Is GCE built on a hybrid of two different hypervisor systems with wildly differing boot-time performance characteristics, where subtle tweaks of your instance config determine which hypervisor you get? Maybe one that relies on a hardware offload for something (PXE kernel signature verification?) that the other does purely in software?
One thing that’s clear to me is that instance types introduced after a certain point (e.g. all n2d instances) are always of the fast-booting type. So I’m guessing this is just old hypervisors being stuck on some legacy config because of long-term customers partially pinning those host machines with workloads that somehow prevent live migration (workloads with NVMe or GPU), and so make those hypervisors unable to be drained for a hard-upgrade.
There's not much about how our system operates that we're unwilling to talk about. But as you're probably aware, the broad questions of how networking and discovery work are big, so I wouldn't know where to start. Feel free to shoot questions at us, though!
I'm not intimately familiar with all of the AWS infrastructure around a running EC2 but I imagine a lot of time is spent on creating the associated Elastic Block Storage, allocating an Elastic IP Address, creating an Elastic Network Interface, creating a default security group etc, then attaching all of those things to the EC2, then attaching the required resources to an Internet Gateway etc.
I think that's an artifact of RDS specifically. It's dreadfully slow. An EC2 instance will launch and have SSH connectivity in 17-22 seconds in my testing. (I was testing this a fair bit a while back for a silly idea I had)
There's something about the tone and content of fly.io blog posts that makes it impossible for me not to root for them. (It also helps that the DX is so great.) I've only had a chance to deploy toy apps to Fly.io, nothing at scale, yet, but it checks all my boxes.
Fuck no. If you asked me whether I valued Fly.io more than my HN account, I'd have to think about it. I have, uh, an HN problem. We actually hoped not to see this post on the front page! We have a mode of writing for HN ("has to be interesting for people who will never use Fly.io") and there's a Fly Machines post in the works that fits that model. At any rate: I had very little to do with this post; if you liked it, you like Chris Nicoll, who writes for us professionally. And Kurt, of course, who wrote the original guts of this post, and also has been beating the Fly Machines drum inside of Fly.io for most of the last year.
The DX is great until you think of using their rest api (not for machines) and the link Google gives you to their docs is a very very incomplete page with even the base url obselete and you're left browsing the forum to understand why your requests don't work ;)
Now they've got my attention. This is incredibly difficult to execute on. Kudos to the team there who figured it out.

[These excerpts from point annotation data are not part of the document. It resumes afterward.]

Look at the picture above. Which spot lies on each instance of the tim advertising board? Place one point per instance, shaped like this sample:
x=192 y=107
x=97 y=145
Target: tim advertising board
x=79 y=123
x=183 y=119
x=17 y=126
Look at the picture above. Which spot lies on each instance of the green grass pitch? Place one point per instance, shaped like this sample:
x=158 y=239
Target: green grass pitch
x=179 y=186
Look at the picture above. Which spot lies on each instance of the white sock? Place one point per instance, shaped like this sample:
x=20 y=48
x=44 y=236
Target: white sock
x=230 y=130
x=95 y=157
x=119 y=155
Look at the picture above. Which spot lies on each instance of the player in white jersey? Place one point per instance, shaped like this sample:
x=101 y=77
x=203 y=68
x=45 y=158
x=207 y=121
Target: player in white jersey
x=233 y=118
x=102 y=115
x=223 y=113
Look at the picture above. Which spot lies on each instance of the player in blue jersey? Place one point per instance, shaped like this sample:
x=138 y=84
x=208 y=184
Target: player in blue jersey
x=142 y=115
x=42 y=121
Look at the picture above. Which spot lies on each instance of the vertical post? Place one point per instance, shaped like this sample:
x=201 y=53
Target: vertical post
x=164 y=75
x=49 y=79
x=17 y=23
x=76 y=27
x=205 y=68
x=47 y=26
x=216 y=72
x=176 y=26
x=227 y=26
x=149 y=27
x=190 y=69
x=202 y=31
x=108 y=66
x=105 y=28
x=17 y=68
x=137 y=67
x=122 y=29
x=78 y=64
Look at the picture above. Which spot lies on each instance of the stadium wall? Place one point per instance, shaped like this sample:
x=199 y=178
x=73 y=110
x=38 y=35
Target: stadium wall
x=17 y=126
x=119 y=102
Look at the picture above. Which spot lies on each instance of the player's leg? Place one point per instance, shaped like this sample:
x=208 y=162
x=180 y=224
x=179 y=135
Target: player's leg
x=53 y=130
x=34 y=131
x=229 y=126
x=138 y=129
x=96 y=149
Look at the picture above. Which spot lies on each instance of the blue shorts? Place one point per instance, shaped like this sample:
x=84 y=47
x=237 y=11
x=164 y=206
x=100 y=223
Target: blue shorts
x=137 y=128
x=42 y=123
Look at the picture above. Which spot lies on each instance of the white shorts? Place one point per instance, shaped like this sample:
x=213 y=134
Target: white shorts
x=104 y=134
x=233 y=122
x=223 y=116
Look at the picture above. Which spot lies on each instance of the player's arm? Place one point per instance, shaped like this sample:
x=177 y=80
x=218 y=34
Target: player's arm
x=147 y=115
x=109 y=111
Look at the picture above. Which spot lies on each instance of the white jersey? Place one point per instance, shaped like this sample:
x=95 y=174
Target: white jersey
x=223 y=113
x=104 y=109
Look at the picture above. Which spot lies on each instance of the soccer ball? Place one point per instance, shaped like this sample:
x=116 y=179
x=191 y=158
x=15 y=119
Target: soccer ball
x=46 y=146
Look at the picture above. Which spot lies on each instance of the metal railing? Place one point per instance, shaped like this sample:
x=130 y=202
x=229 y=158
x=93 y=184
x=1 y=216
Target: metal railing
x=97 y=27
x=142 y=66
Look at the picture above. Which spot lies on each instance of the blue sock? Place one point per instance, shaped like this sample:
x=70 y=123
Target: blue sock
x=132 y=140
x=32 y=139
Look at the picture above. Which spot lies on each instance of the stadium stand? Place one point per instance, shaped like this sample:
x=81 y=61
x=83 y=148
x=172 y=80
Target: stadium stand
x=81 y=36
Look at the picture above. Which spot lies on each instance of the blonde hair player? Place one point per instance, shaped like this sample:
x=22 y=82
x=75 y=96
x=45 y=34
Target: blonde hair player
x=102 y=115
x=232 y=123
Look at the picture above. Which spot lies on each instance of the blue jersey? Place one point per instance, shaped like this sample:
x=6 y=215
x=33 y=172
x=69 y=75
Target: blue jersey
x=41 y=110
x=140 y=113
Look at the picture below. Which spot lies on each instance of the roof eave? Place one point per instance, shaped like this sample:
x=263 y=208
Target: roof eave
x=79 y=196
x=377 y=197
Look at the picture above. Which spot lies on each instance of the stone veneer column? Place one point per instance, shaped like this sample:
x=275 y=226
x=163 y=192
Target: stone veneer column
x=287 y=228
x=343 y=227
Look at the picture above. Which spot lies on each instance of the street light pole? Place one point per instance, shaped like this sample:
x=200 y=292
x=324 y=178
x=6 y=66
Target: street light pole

If fly is or can become profitable then they've got a chance at being around for a long time. I can see them as the new cloudflare.
> Fly Machines will help us ship apps that scale to zero sometime this year.
I think this is what will make Fly really exciting. Right now (if I understand right) you need to be paying for a VM 24/7 in every region you want your app available in, because it only scales down to 1. So it runs apps in regions close to users that you're willing to pay for 24/7. If they make scale-to-zero work in every region, then maybe you can just make every app global and if you have some occasional users in Australia then it can just spin up over there while you're getting requests. I think it's what will make many-regions feasible for every app.
I honestly don't understand what's going on here. I thought we turned to Docker/containers because VMs were too heavy? Now we've got VMs that run Docker? (Not trying to be dense - what is the advantage?)
IMHO with fly.io their use of containers is more for the dev experience. It's incredibly easy and popular to whip up a Dockerfile, test it locally, ship it to a registry, etc. Anyone can learn the Dockerfile syntax and be productive with it in an afternoon.
The tooling for proper VM creation on the other hand is in the stone-age comparatively--there are just a few tools like packer or a frankenstein of ansible scripts and neither are as nice or easy as Dockerfile creation.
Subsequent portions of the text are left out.